Understanding the workflow helps administrators manage the feature effectively:
  1. Normal deletion: When users delete items (Shift+Delete or empty Deleted Items), items move to the Deletions subfolder in Recoverable Items
  2. Retention policies: Deletion policies move expired items to the Deletions subfolder
  3. Purge process: When users purge items or retention expires, items move to the Purges subfolder
  4. Litigation Hold protection: Items in the Purges subfolder are preserved for the configured hold duration
  5. Final deletion: Only after the hold duration expires (or hold is removed) are items permanently deleted by the Managed Folder Assistant

Archive Mailbox Consideration


When you place a user's primary mailbox on Litigation Hold, the archive mailbox is automatically placed on hold as well. This ensures complete preservation of all user communications.

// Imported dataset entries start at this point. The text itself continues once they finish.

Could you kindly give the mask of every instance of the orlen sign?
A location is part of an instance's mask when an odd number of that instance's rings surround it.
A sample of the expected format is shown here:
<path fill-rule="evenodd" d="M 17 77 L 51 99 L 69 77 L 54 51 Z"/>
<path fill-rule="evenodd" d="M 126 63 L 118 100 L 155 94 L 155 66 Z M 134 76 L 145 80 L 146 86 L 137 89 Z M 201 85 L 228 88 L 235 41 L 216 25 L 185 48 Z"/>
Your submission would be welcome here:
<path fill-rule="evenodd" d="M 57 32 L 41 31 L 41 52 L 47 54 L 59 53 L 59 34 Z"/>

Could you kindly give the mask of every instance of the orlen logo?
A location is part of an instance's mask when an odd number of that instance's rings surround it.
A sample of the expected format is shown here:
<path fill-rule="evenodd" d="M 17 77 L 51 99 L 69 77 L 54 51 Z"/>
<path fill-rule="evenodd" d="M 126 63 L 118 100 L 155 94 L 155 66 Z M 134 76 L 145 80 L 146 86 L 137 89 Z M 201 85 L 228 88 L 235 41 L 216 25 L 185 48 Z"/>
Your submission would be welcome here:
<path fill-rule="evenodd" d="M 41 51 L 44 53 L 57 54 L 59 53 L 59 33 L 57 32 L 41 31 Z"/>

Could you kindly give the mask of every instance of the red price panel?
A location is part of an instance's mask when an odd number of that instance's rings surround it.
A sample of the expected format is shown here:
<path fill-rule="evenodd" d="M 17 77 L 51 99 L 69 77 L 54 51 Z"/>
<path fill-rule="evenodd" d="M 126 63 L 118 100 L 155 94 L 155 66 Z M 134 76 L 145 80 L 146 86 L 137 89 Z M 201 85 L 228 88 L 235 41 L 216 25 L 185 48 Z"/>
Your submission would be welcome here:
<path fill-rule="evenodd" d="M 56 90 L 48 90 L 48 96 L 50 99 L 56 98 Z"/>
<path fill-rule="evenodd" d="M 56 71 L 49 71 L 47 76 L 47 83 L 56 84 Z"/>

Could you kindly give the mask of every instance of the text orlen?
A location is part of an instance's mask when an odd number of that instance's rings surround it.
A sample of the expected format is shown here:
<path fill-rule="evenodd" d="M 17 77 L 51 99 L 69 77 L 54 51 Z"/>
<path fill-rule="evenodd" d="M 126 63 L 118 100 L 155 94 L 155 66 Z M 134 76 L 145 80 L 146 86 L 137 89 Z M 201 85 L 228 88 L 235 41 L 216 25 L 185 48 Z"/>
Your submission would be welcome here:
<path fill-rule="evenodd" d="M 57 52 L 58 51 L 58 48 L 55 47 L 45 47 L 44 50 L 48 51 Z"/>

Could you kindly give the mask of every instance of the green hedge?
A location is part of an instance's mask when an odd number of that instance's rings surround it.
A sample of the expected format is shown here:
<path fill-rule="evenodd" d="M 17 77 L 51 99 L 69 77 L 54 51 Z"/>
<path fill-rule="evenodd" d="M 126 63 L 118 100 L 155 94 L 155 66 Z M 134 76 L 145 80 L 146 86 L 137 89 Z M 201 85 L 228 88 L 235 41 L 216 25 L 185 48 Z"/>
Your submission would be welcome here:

Enterprise-Wide Implementation Best Practices


Organizations implementing Litigation Hold across all mailboxes should consider:

Scalability Challenges


- New mailboxes: The hold command only affects existing mailboxes. Run the command regularly or as a scheduled task to include new mailboxes
- Storage planning: Plan for adequate storage in Exchange 2016/2019 environments, as preservation significantly impacts mailbox sizes
- Monitoring: Use Get-MailboxFolderStatistics cmdlet to track Recoverable Items folder growth

Targeted Holds


Instead of holding all mailboxes, organizations can use recipient filters to target specific groups:

By department:
powershell

Get-Recipient -RecipientTypeDetails UserMailbox -ResultSize unlimited -Filter 'Department -eq "HR"'


By location:
powershell

Get-Recipient -RecipientTypeDetails UserMailbox -ResultSize unlimited -Filter 'PostalCode -eq "98052"'


By custom attribute:
powershell

Get-Mailbox -RecipientTypeDetails UserMailbox -ResultSize unlimited -Filter 'CustomAttribute15 -eq "OneYearLitigationHold"'

Verification and Management

Verify Litigation Hold Status


Via EAC:
- Navigate to the mailbox properties
- Click Mailbox features
- Check Litigation hold status
- Click View details for hold configuration and history

Via PowerShell:
powershell

Get-Mailbox | Format-List LitigationHold*

Remove Litigation Hold


When legal requirements no longer apply:
powershell

Set-Mailbox [email protected] -LitigationHoldEnabled $false

Compliance and Legal Considerations


Litigation Hold is essential for organizations that need to:

- Comply with legal discovery requests
- Meet regulatory compliance requirements
- Preserve evidence for litigation
- Maintain audit trails of electronic communications

The feature ensures that even if users delete items or modify messages, the original content remains available for eDiscovery searches and legal review.

Conclusion


Litigation Hold is a critical feature for organizations with legal preservation requirements. While the feature is powerful and comprehensive, it requires careful planning around storage capacity, ongoing monitoring, and clear processes for when holds should be applied and removed.

By understanding how Litigation Hold works and following Microsoft's best practices, organizations can ensure they meet their legal obligations while managing the operational impact on their Exchange environment.